C'est une victoire des exigences de reconnaissance, de justice, d'égalité, face à des pratiques du patronat local qui s'apparentent toujours à l'exploitation coloniale. C'est une victoire de la
ténacité et de la solidarité face à la stratégie de pourrissement et de répression tentée par Sarkozy et Fillon qui craignent la contagion revendicative en
métropole.
C'est une leçon d'action syndicale et sociale qu'ont donné les travailleurs guadeloupéens et leurs organisations regroupées dans le collectif LKP.
Ils ont su réaliser l'unité de toutes les organisations syndicales et sociales autour d'une plateforme revendicative ambitieuse abordant - au-delà des salaires et du pouvoir d'achat - tous les
aspects de la vie quotidienne.
Ils se sont ainsi donné les moyens d'une large mobilisation et d'un rapport de force conséquent nécessaires pour obtenir satisfaction face à un patronat avide de profit et un pouvoir politique
complice.
Ils ont poussé jusqu'au bout les négociations avec le souci d'éviter les manœuvres de diversion et d'intimidation, comme cette pitoyable tentative du préfet appelant à la reprise du travail alors
que l'accord n'était pas encore finalisé.
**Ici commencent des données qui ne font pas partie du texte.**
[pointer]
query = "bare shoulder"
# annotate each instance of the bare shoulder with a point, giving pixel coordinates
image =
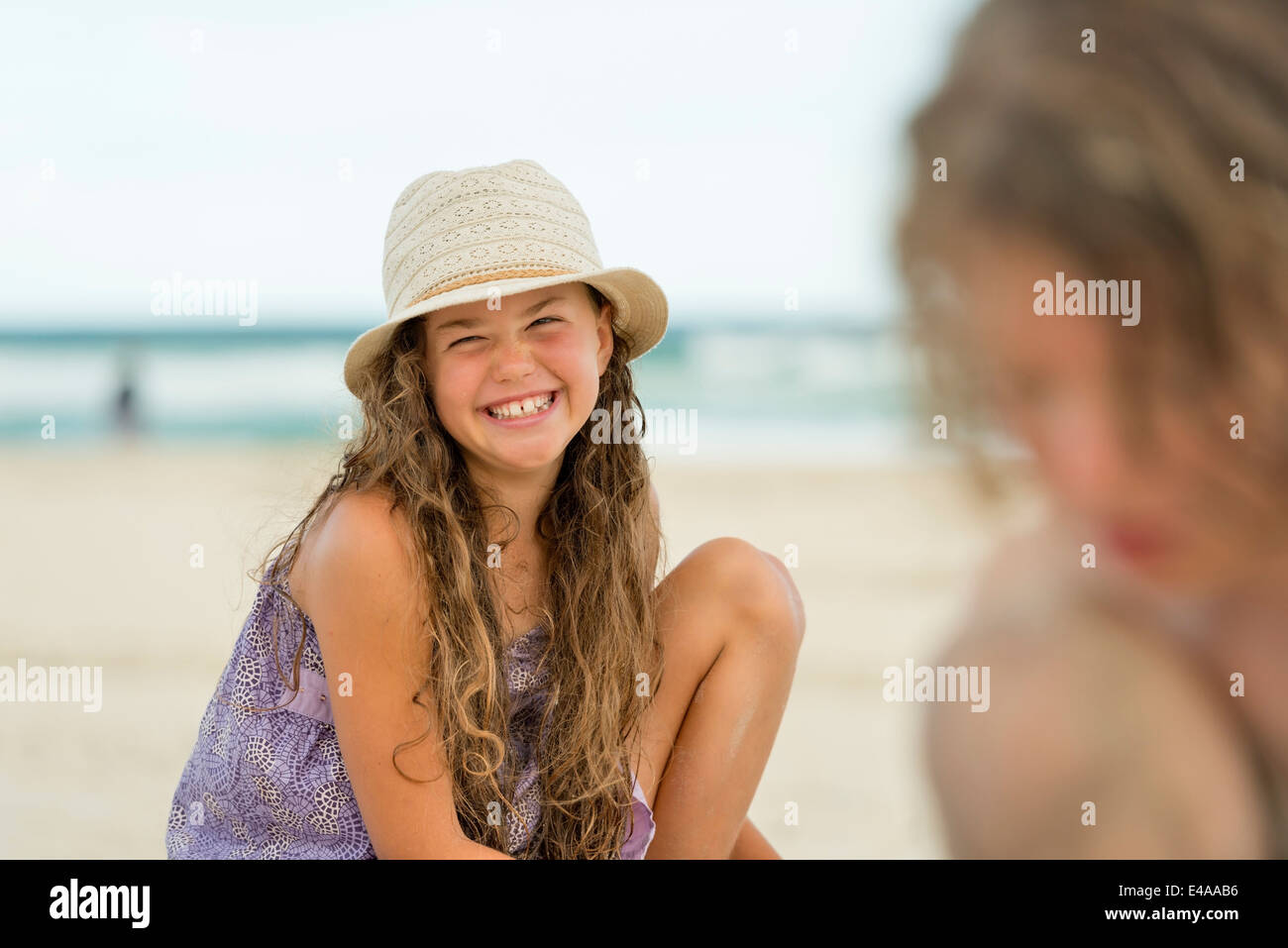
(1024, 581)
(359, 549)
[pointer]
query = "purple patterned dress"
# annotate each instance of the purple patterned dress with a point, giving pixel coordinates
(273, 785)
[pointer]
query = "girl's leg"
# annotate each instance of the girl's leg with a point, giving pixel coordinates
(730, 623)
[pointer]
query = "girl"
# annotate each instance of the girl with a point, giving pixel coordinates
(459, 652)
(1141, 629)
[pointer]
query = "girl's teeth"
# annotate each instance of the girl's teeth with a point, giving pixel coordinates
(518, 410)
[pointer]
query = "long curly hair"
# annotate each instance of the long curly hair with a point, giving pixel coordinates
(603, 552)
(1124, 158)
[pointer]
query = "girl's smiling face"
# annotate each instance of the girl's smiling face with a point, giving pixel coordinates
(514, 385)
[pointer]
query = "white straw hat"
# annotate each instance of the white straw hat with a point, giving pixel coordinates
(460, 236)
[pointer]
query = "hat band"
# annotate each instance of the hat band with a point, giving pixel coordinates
(487, 278)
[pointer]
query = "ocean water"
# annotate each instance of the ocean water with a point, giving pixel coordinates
(822, 390)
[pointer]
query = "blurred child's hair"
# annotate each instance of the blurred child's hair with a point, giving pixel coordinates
(1125, 158)
(604, 544)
« Aujourd'hui, c'est la lutte qui paye, mais il faut rester mobilisés car il y a beaucoup d'autres combats à mener... » a déclaré Elie Domota. En effet, l'application réelle d'un accord
aussi important avec pas moins de 165 articles appelle une vigilance dans la durée. Par ailleurs, sur les salaires, du fait du refus de signature du MEDEF et de la CGPME, l'application à toutes
les entreprises affiliées à ces deux organisations est soumise à la procédure d'extension qui relève du Ministre du Travail. La pression doit continuer pour que ce dernier ne fasse pas traîner
les choses. Enfin de profonds changements seront encore nécessaires pour que les exigences d'égalité de la République bousculent définitivement les restes de l'héritage
colonial.
La lutte se poursuit depuis quatre semaine en Martinique, cette victoire ne peut que les encourager à persévérer. Notre solidarité doit les aider à gagner aussi. La journée nationale de grève et
de manifestations du 19 mars sera l'occasion de faire entendre les exigences communes du monde du travail face à la crise. Le Parti de Gauche appelle à y participer massivement.